Overkamp tells me later that adrenaline is an interesting phenomenon. Too much and it makes one ineffective. Not enough and you’re lagging. “This job requires you to be acutely aware of where you are with that. To make life-saving decisions in these situations, you have to be able to be calm yet think very fast. The training and experience are key. And there are a lot of both here.”
Because they care
I’ve been on so many different kinds of calls over the last year, but am still awestruck by the complex job of dealing with a multi-car crash, everyone doing their part and expertly so. At the same time I’m reminded of how a split second ̶ on a highway with just a few feet between cars traveling in opposite directions at 65 m.p.h. – can change lives forever.

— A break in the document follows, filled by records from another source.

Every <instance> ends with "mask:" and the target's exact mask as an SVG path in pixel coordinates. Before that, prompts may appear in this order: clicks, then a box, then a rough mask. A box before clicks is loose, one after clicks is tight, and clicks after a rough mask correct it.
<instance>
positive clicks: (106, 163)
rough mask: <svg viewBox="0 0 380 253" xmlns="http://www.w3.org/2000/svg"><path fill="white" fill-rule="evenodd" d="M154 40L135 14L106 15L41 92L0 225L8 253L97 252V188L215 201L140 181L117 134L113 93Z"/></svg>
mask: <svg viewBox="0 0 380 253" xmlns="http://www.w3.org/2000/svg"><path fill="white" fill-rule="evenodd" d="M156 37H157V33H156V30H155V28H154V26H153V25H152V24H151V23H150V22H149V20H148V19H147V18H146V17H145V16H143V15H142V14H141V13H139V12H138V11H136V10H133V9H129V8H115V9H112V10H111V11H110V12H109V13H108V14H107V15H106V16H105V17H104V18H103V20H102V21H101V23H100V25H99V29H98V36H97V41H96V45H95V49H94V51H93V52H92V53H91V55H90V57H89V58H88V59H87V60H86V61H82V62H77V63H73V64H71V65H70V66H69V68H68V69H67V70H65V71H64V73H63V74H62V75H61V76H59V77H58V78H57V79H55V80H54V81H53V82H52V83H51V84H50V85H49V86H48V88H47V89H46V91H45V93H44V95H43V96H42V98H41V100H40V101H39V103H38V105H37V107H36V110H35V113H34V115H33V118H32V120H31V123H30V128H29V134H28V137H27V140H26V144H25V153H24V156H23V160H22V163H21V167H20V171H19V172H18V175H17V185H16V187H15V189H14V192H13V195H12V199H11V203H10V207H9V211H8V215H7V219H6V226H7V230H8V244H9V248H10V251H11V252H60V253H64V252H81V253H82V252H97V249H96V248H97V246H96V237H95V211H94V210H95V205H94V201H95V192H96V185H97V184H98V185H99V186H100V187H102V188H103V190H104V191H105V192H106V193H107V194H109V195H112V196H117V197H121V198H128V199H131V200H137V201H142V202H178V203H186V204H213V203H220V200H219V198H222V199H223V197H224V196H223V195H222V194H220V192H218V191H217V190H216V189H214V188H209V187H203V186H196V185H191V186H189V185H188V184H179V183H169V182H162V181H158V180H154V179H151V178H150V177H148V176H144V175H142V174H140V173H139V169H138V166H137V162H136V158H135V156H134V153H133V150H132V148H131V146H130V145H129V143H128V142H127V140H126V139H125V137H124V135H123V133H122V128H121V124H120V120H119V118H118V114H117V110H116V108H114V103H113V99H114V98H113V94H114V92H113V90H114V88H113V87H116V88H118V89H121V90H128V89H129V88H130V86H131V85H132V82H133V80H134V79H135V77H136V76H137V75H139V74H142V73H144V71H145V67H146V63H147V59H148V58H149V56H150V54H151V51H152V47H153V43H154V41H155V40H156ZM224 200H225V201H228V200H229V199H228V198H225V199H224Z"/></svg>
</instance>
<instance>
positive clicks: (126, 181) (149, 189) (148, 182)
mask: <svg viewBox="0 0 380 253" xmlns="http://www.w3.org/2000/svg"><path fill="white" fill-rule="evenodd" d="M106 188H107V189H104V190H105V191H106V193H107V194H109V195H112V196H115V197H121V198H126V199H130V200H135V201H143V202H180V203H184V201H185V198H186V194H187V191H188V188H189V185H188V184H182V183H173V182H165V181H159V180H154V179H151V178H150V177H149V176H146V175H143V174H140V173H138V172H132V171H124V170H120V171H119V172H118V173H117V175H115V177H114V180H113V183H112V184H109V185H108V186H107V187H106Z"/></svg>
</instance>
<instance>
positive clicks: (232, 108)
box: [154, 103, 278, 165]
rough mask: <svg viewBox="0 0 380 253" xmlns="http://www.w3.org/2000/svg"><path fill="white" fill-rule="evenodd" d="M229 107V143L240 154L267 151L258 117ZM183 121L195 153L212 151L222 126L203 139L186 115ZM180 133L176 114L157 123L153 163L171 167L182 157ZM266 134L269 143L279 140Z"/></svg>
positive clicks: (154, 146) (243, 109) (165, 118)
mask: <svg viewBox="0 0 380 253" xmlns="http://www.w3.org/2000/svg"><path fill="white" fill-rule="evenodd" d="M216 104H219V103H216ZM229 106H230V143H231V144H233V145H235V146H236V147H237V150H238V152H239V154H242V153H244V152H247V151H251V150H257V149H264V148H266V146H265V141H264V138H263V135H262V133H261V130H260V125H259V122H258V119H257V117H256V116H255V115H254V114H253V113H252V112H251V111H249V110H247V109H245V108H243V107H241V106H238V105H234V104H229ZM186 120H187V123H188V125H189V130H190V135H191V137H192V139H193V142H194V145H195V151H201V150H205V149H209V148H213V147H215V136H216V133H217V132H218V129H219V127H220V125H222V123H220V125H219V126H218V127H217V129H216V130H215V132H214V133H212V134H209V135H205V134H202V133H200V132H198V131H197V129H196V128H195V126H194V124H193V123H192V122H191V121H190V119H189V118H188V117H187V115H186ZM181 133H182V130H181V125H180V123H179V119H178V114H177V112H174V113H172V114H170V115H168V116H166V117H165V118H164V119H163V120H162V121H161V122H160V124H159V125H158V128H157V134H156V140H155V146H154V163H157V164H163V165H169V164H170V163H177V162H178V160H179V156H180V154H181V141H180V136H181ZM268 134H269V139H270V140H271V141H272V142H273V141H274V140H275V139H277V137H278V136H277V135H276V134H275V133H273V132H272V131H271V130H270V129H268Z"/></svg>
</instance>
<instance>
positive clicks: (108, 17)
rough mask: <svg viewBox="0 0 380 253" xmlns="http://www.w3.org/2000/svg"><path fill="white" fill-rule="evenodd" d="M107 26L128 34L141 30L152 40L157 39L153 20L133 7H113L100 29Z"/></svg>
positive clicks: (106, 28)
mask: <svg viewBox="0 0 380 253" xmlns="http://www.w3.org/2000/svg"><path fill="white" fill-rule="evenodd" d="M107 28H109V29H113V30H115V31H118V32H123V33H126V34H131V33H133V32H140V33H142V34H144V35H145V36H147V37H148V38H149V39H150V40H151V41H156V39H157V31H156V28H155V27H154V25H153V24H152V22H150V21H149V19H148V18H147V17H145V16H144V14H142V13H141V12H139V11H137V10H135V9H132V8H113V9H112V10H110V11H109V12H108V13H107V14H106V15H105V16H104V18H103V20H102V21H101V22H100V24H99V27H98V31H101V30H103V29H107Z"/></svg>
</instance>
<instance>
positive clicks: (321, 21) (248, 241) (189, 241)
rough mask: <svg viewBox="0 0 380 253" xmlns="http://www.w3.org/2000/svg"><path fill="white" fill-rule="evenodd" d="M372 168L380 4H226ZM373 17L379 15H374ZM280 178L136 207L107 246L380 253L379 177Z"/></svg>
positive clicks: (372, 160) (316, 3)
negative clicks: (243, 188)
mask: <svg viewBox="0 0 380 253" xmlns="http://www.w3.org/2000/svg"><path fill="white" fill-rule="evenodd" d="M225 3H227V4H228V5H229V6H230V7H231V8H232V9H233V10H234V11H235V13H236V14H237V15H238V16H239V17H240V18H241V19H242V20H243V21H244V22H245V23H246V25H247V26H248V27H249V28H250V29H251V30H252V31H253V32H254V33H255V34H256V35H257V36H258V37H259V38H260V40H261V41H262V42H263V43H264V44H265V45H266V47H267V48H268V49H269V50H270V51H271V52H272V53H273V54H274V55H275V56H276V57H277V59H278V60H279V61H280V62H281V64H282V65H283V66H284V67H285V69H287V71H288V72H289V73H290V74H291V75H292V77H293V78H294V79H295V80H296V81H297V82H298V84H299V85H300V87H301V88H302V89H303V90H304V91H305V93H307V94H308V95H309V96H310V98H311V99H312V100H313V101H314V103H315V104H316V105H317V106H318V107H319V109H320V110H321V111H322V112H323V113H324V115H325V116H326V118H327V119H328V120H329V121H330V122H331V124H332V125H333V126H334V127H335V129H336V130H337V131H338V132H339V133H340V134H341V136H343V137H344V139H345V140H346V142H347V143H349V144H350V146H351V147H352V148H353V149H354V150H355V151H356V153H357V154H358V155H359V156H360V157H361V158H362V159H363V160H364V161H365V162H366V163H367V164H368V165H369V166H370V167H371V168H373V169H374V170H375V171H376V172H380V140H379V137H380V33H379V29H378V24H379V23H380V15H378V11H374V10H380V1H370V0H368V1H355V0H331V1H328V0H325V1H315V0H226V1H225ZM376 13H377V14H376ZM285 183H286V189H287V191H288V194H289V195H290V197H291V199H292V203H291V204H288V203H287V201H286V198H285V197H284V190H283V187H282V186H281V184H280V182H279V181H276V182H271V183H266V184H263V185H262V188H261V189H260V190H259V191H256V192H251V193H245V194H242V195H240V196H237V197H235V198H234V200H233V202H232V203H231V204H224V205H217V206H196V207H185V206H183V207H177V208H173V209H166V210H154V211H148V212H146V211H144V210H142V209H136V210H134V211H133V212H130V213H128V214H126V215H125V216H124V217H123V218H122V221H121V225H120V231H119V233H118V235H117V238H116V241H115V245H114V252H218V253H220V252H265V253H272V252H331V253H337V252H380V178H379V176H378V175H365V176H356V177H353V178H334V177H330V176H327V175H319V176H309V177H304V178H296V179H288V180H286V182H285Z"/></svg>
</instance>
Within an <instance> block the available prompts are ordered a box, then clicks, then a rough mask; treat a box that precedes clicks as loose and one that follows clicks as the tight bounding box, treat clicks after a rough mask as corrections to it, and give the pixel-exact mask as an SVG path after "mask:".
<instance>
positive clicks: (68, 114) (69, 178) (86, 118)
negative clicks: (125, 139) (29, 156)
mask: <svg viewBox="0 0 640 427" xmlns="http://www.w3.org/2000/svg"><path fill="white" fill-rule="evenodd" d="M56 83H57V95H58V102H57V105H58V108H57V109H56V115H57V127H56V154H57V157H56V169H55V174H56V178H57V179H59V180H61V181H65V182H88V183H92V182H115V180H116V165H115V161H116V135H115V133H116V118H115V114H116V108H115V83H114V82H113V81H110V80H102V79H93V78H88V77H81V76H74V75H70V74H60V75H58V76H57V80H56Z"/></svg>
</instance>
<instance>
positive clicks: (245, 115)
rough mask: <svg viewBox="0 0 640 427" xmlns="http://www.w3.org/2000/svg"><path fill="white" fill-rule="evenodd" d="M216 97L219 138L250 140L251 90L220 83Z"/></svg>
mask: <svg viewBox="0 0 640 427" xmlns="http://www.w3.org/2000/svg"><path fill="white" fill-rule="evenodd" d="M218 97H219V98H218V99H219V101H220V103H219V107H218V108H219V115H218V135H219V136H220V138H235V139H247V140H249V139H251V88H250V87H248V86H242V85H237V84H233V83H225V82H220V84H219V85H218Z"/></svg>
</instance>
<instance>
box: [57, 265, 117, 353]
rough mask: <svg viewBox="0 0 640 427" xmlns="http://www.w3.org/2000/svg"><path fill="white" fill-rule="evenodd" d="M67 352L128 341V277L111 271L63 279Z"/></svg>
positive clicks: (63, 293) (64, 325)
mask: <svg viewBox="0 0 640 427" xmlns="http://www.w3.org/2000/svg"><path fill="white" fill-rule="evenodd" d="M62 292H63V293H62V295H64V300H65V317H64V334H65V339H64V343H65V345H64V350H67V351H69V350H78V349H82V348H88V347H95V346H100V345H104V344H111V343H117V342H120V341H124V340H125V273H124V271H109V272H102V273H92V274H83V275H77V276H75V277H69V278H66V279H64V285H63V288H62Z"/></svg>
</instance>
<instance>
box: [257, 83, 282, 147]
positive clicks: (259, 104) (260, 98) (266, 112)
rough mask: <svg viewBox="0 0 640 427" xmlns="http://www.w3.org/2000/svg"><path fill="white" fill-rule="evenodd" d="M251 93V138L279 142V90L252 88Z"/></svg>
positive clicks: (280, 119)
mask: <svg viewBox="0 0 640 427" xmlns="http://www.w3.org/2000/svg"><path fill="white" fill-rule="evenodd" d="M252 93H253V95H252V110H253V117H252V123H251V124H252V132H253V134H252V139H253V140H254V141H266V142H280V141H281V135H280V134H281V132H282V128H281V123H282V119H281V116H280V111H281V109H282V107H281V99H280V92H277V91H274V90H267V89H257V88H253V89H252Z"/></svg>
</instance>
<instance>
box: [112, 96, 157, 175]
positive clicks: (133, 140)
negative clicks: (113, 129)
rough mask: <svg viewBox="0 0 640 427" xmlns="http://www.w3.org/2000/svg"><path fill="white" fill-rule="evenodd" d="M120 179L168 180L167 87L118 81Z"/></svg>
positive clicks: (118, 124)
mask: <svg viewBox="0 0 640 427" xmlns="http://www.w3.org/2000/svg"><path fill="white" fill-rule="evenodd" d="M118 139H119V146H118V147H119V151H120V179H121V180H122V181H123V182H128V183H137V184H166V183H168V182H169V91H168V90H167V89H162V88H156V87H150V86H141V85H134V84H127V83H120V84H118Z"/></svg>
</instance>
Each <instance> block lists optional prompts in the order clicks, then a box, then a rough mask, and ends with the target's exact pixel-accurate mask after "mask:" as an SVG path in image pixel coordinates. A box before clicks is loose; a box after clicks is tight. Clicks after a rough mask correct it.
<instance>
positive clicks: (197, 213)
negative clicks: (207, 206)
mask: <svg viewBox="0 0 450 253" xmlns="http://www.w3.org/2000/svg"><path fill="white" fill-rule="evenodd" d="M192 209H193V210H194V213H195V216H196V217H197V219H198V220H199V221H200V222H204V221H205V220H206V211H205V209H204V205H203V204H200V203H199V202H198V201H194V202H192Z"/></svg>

Later in the week, I overhear a conversation in the town of Isle; the EMTs at the Isle Ambulance Garage are being observed from across the street. Two ambulance teams involving a shift change and two separate calls, and then another call coming over the pager, create a flurry of action after some time spent relaxing and winding down. The onlooker mentions “there goes our taxpayer’s money” and a flood of defensiveness overcomes me. When these people are done with the run, nobody is paying them to stand and talk. They are using their own time, probably to talk themselves down and prepare for the next run.
From what I’ve learned over the last year going on call with these EMTs, most of us have no idea the sacrifices they make. There is no glory in it, no pay to speak of, there are long hours, intense training, time away from family, and leftover emotions to grapple with. Yet they do it. They do it because they really and truly care. Most people don’t know what they do and it doesn’t really matter to them. Until they need an ambulance.
I will never hear a siren and feel the same way again.